Now an Assistant Professor of Global Communication at Georgia State University, Repnikova first developed an interest in studying communication in China while pursuing her master’s degree at Oxford University. There, she conducted a study on the role of ideology in China’s journalism education, and a scholarly interest was born.

“I see myself as a scholar of global communication, with a regional focus on China,” she says. “I examine political communication by different actors in China — from those operating on the margins, like critical journalists, to major cultural communication agents branding China’s image internationally.”

But Repnikova didn’t always consider herself a global communication researcher. Her background is in political science — she has a doctorate in politics from Oxford University, where she was a Rhodes Scholar — but she eventually found herself having trouble making sense of the things she was studying through that lens alone. She says political binaries, like autocracy versus democracy or liberalism versus illiberalism, were limiting her work.

Then, she found CARGC and discovered the opportunities available to her by viewing her work through the lens of global communication.

“My time at CARGC was transformative for my scholarship and academic career,” says Repnikova. “Annenberg opened me up to the field of global communication studies, including cultural theories on resistance and imperialism. And I found great mentors in Marwan Kraidy, Guobin Yang, and Michael Delli Carpini.”

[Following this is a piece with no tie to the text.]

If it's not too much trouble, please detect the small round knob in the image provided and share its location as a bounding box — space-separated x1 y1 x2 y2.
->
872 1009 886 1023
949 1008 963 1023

While at CARGC, Repnikova revised her first book Media Politics in China: Improvising Power Under Authoritarianism (Cambridge University Press 2017), and she began collaborating on research with then-student, now alumnus, Kecheng Fang (Ph.D. ’19). The pair has published three journal articles, with a fourth currently in the works.

“Maria set a gold standard for what being a CARGC postdoctoral fellow means,” says Kraidy, who is the Director of CARGC and the Anthony Shadid Chair in Global Media, Politics & Culture. “An astute, sophisticated, and ambitious scholar, she is also a fabulous colleague: supportive, collegial, and generous.”

Currently working on her second book, Repnikova is investigating China’s imagination of itself as a global cultural power. She’s studying how China deploys various channels — cultural institutes, state-sponsored media, elite trainings — to charm global audiences. She’s already conducted five months of fieldwork in Ethiopia, examining China’s activities there, and she spent this summer conducting fieldwork in China, delving into the Chinese perspective. She’s studying China’s image-building activities and speaking to journalists and other cultural experts.

“Since her CARGC fellowship, Maria has been one of a handful of scholars redefining global and comparative media research, and bringing geopolitics and culture back to the center of global communication scholarship,” Kraidy says. “Maria’s career so far demonstrates the spectacular pay-off of CARGC’s core focus on emerging scholars, and the center’s role as a catalyst for new and distinctive voices.”

Repnikova is the recipient of over 20 fellowships, grants, and awards, including the 2019 International Journal of Press and Politics Best Book of the Year Award, announced at the International Communication Association meeting. She has published more than 20 journal articles and research reports and is often quoted in popular media outlets, like the BBC, Al Jazeera, and the Washington Post. She is fluent in Chinese (Mandarin), English, Latvian, Russian, and Spanish.